Recursion's logic is you are repeating some process on subproblems.  
To understand which way is vertical, it is helpful to compare with which way is horizontal 
Firstly, when I try to summarize this question, I came up something like:
Depth First :
  l     eetcode  
   I     e     etcode      
    I      e    e     tcode    
     ...
    Breadth First
     l     eetcode     le etcode    lee  tcode   leet code ...

     For deep first search, I want cut into as many pieces as possible, till all pieces consist of one letter.
     For breadth first, I want first examine all one cut cases, then all two cuts cases, so on so forth. 

Till now, I am so lost. 
After thinking for quite a while, the above illustration is right.
If I reorganize it ,
    Breadth First(lvl 1)
  l     eetcode  ->    le etcode ->   lee  tcode ->  leet code ...
    Depth First
  l     eetcode 
     Breadth First (lvl 2)
  I     e     etcode      -> l    ee    tcode -> l   eet    code ....
    Depth First
   l    e      etcode
     Breadth First (lvl 3)
   I     e     e    tcode   -> l     e    et    code -> l     e    etc    ode ...       
     ...

     Now it is clear, if we want to recursively solve this problem, this is a typical DFS. I have done some recursive coding on topics of Binary Tree and Binary Search Tree. In the recursion function, I will have a part like first do something on left node, then on right node. Think about this process, once we call the function itself on left node, we are now in a DFS style.  In each function, your Breadth is 2, because you first iterate on left node, then right node. But you never move to the right node, until the function on left node returns. When will it return? When finally the last left node meets the return condition specifying by the recursion function. 
       However, in this breakword problem, instead of having breadth equal 2, we have  len(s) as our breadth. The thing we repeating doing recursively is that we check and cut the input string, and all those possible cuts are indicated by the Breadth. We will call recursive function on our every cut first before moving to next possible cut, so this is DFS.
         See the primitive DFS code:

def wordBreak(s,wordDict):
        if s in wordDict :
            return True
        elif s not in wordDict and len(s) == 1:
            return False
        else:
            for bp in xrange(1,len(s)-1): ##Breadth
                if (wordBreak(copy.copy(s[:bp]),wordDict) and wordBreak(copy.copy(s[bp:]),wordDict)):##Depth
                    return True
            return False


I don't want to discuss how to decide the return condition here, only focus on what exactly is a DFS, for now I should know for sure, there must be a return condition.
This function must be very time costing. If it is a long sting, for every possible substring, and for the substring of substring... we iterated over their length. Imagine how many loops there could be! It will grow exponentially  ! The number of loops are n^n !   How do we get the power n here? For one loop, it costs O(n), and each level has a loop, and the depth is n, so there are n level which means n loops! Think about why the depth is n.

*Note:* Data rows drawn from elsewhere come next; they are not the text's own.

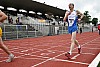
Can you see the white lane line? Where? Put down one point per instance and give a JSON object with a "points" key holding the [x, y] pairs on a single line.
{"points": [[75, 56], [70, 61], [61, 54], [42, 62], [95, 62]]}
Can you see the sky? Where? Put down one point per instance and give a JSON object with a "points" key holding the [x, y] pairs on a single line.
{"points": [[82, 5]]}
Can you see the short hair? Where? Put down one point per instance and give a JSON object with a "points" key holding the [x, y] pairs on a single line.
{"points": [[71, 4]]}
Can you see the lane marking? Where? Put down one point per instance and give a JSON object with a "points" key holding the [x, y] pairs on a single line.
{"points": [[95, 62], [62, 53], [71, 61]]}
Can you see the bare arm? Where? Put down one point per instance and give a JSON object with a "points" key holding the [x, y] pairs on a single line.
{"points": [[66, 15], [3, 16], [79, 13]]}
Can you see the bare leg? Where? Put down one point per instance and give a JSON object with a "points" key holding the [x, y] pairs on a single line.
{"points": [[2, 46], [72, 42]]}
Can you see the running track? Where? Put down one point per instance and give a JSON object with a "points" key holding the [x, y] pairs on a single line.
{"points": [[49, 51]]}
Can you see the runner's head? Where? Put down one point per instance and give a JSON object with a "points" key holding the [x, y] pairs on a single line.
{"points": [[71, 6]]}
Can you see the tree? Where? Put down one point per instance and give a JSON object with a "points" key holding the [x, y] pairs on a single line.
{"points": [[94, 21]]}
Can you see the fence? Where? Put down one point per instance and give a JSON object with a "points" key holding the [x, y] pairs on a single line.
{"points": [[34, 30]]}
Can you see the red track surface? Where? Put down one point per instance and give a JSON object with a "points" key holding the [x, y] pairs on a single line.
{"points": [[49, 51]]}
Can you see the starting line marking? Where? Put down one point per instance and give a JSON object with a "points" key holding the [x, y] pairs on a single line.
{"points": [[95, 62]]}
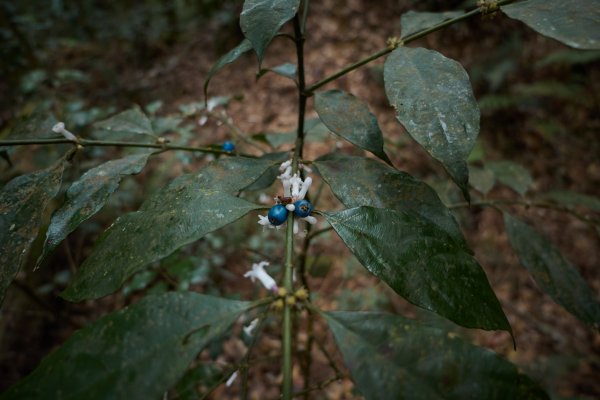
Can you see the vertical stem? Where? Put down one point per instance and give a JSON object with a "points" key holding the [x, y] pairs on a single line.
{"points": [[287, 311], [289, 243]]}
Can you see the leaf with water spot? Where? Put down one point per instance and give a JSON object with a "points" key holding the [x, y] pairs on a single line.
{"points": [[226, 59], [422, 263], [574, 23], [23, 201], [350, 118], [393, 357], [87, 196], [261, 20], [136, 353], [181, 213], [434, 101], [552, 272], [361, 181]]}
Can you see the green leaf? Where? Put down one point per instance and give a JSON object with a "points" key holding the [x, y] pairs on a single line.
{"points": [[481, 179], [261, 20], [573, 199], [136, 353], [361, 181], [226, 59], [350, 118], [286, 70], [552, 272], [512, 175], [87, 196], [22, 204], [37, 125], [181, 213], [433, 100], [132, 123], [574, 23], [422, 263], [414, 21], [403, 359]]}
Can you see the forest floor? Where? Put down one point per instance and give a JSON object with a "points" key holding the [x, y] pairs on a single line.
{"points": [[552, 345]]}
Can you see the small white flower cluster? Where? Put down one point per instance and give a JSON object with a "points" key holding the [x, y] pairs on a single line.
{"points": [[294, 189], [60, 128], [258, 272]]}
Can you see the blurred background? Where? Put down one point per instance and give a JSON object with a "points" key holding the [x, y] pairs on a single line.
{"points": [[82, 61]]}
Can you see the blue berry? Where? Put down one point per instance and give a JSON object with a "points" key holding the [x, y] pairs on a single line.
{"points": [[277, 214], [303, 208], [228, 146]]}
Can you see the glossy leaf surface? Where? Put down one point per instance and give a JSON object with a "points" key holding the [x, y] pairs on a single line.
{"points": [[422, 263], [87, 196], [181, 213], [575, 23], [361, 181], [393, 357], [136, 353], [261, 20], [552, 272], [434, 101], [415, 21], [132, 123], [512, 175], [226, 59], [350, 118], [22, 204]]}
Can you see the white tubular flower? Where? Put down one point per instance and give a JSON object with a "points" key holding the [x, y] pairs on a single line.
{"points": [[231, 379], [285, 165], [264, 198], [306, 169], [305, 186], [296, 182], [264, 221], [287, 184], [310, 219], [248, 329], [296, 227], [258, 272], [60, 128]]}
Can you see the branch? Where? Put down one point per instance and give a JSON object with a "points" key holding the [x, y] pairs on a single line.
{"points": [[395, 43]]}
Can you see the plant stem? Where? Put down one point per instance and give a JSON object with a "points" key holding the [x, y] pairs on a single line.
{"points": [[95, 143], [410, 38], [287, 311], [289, 243]]}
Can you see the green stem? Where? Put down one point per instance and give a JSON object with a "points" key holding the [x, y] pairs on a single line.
{"points": [[410, 38], [289, 243], [104, 143], [287, 311]]}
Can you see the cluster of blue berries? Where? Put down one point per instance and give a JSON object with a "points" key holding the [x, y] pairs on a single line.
{"points": [[278, 213]]}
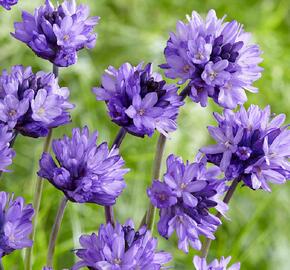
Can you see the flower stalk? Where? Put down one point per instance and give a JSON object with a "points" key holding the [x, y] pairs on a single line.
{"points": [[55, 230], [109, 211], [38, 193], [150, 215]]}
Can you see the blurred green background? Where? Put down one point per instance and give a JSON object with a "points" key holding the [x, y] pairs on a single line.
{"points": [[258, 232]]}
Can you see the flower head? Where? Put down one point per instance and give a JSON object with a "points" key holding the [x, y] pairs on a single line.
{"points": [[6, 153], [251, 145], [184, 199], [216, 57], [16, 225], [7, 4], [120, 248], [139, 100], [32, 103], [86, 172], [57, 33], [200, 264]]}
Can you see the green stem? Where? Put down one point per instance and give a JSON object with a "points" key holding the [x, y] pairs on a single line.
{"points": [[151, 212], [54, 232], [36, 204], [109, 210], [206, 245], [38, 193]]}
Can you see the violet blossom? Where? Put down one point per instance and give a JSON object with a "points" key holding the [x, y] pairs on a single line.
{"points": [[85, 171], [215, 57], [139, 100], [58, 33], [184, 199], [251, 145], [31, 104]]}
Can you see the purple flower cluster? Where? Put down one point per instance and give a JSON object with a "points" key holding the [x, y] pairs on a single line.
{"points": [[251, 145], [6, 153], [32, 103], [120, 248], [200, 264], [15, 224], [7, 4], [216, 58], [56, 34], [86, 172], [139, 100], [185, 197]]}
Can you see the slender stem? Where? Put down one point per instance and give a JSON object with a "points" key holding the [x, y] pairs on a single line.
{"points": [[38, 193], [150, 216], [227, 198], [119, 138], [36, 204], [109, 211], [183, 94], [15, 133], [54, 232]]}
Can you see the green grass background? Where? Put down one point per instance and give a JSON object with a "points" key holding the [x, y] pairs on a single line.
{"points": [[258, 232]]}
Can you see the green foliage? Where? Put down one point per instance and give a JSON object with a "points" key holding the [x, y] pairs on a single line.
{"points": [[258, 232]]}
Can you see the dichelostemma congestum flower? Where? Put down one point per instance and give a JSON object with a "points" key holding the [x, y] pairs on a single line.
{"points": [[184, 199], [16, 225], [215, 57], [120, 248], [58, 33], [251, 145], [85, 172], [139, 100]]}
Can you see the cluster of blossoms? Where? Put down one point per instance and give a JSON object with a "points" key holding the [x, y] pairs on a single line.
{"points": [[6, 153], [31, 104], [185, 197], [120, 248], [7, 4], [200, 264], [139, 100], [87, 172], [216, 58], [56, 34], [252, 146], [16, 225]]}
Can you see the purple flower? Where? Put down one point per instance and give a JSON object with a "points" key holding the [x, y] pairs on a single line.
{"points": [[200, 264], [56, 34], [8, 3], [139, 100], [215, 57], [185, 197], [120, 248], [6, 153], [32, 103], [87, 172], [251, 145], [16, 225]]}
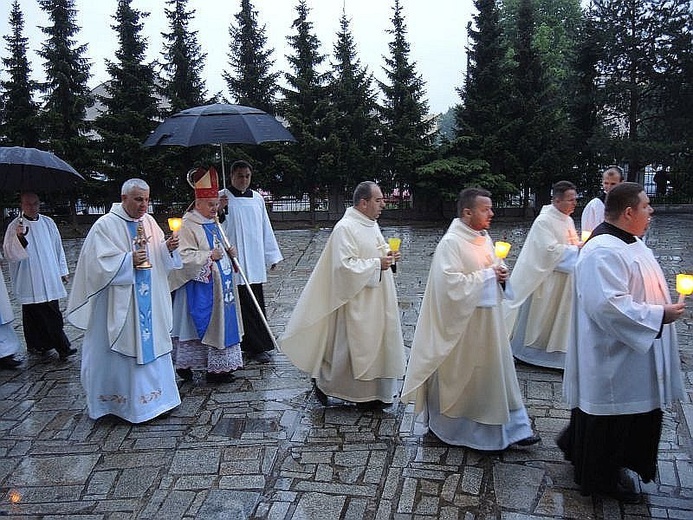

 The code is elegant in appearance, but its performance is ... ugly. Think about it, do we really need to go through 'each breadth' so completely? Is there any condition can help us skip some 'hopeless' 'breadth', so we can move quickly to next 'breadth'? 
        See the improved DFS code:


def wordBreak2(s,wordDict):

        if s in wordDict :
            return True
        elif s not in wordDict and len(s) == 1:
            return False
        else:
            for bp in xrange(1,len(s)):
                if s[:bp] not in wordDict:
                    continue##we skip this 'breadth' without wasting time digging deeper
                else:
                    if wordBreak2(s[bp:],wordDict): ##we digger deeper
                        return True ##once we get one instance, we can return, otherwise move further to next 'breadth'
            return False

Long for short, this improved version is much much faster on average,  but we could adversely design cases which make this version also end up with time complexity n^n. Think about it!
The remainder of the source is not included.